EDITORIAL | A morte de Francisco e o que não aprendemos
Passam hoje 51 anos sobre a revolução do 25 de Abril de 1974, que, entre outras coisas, permitiu o estabelecimento de uma democracia em Portugal e com ela vários valores, como a liberdade de expressão, que é a possibilidade de cada cidadão poder expressar as suas opiniões sem censura prévia e o livre debate de ideias. Mas, como é natural, tem limites e tem consequências, porque apela à responsabilidade de cada um e termina onde começa a liberdade dos outros.

A subversão deste princípio leva a que nas redes sociais prolifere o insulto fácil, atrás de um teclado, muitas vezes de forma anónima, atacando desconhecidos com palavras que não diríamos a um amigo cara-a-cara, porque prezamos a sua amizade e não a queremos perder.
Esta semana o mundo perdeu o Papa Francisco.
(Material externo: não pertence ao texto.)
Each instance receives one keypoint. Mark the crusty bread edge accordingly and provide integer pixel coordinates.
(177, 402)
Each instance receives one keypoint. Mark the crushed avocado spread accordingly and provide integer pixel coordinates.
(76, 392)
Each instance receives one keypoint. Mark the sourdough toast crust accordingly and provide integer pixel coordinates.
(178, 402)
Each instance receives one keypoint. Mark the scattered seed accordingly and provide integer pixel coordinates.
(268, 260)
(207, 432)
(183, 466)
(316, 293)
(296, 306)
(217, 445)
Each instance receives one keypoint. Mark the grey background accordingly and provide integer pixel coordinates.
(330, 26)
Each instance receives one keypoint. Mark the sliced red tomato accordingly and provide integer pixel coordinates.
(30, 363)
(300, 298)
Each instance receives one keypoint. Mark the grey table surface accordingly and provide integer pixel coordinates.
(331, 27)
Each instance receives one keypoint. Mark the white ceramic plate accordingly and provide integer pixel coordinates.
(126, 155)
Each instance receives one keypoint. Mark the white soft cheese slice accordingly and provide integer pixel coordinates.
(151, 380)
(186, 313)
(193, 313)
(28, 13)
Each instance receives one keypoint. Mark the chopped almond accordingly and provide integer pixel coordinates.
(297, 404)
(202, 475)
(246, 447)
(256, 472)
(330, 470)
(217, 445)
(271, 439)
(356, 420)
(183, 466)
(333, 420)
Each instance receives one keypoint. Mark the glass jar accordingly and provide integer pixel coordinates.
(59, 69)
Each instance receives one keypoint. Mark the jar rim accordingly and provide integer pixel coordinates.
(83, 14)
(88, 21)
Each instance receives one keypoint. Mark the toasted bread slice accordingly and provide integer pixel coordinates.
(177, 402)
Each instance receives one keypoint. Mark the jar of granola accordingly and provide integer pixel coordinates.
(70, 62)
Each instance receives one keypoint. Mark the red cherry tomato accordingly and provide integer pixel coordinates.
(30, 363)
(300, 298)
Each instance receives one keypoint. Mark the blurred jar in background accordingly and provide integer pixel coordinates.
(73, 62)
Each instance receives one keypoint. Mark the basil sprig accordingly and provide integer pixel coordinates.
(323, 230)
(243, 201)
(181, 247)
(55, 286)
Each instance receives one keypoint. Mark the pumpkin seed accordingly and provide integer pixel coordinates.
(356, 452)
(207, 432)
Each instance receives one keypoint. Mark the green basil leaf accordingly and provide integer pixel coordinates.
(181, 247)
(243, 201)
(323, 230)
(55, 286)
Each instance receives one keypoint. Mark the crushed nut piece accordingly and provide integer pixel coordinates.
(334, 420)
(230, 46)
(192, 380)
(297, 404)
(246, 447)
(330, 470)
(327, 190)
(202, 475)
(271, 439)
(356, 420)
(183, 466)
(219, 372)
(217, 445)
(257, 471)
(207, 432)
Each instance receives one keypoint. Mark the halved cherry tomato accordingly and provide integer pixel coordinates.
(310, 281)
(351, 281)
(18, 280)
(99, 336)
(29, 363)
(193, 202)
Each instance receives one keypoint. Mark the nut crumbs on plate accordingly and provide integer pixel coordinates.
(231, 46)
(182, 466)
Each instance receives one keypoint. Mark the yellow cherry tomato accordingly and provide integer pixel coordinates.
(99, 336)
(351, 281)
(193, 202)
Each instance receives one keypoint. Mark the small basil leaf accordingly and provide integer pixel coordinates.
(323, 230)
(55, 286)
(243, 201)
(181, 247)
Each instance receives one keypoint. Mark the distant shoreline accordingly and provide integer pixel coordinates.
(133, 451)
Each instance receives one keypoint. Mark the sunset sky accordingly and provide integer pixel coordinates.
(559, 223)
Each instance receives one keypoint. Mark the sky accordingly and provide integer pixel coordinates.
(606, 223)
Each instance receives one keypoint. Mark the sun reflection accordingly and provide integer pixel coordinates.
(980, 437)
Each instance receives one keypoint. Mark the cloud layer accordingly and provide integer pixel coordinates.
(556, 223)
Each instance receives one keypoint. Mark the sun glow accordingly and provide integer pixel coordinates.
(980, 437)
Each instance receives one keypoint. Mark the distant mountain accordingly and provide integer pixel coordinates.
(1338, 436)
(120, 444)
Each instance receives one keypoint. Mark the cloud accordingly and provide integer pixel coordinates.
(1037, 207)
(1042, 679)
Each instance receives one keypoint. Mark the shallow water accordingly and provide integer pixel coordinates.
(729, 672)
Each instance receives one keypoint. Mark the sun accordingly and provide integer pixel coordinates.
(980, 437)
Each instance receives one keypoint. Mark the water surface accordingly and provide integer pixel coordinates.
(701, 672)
Morreu precisamente no dia a seguir à Páscoa, época em que os católicos celebram a Ressurreição. O mundo perdeu uma referência de humanismo, de paz e de amor ao próximo. Ele ensinou-nos o caminho certo entre trajetos sinuosos, acendeu-nos a luz no meio da escuridão, integrou todos quando a tendência era para excluir, explicou com sábias e simples palavras aquilo que nos parecia incompreensível, lembrou o que estava esquecido e realçou valores aos quais já ninguém dava atenção.
Contudo, apesar da sua mensagem clara e óbvia, o ser humano continua a preferir apagar a luz, a excluir o que ele integrou, a complicar o que é simples, a esquecer tudo o que ele nos ensinou e a voltar a perder todos os valores que ele nos permitiu relembrar.
Retenho as palavras do teólogo Henrique Pinto em declarações a um canal de televisão: “Este é o Papa que o mundo não mereceu. Este Papa veio no momento certo para a Igreja e para o mundo e trouxe uma mensagem clara que hoje olhamos para ela como uma mensagem de um profeta, que, à imagem de outros profetas, falavam e não eram ouvidos”.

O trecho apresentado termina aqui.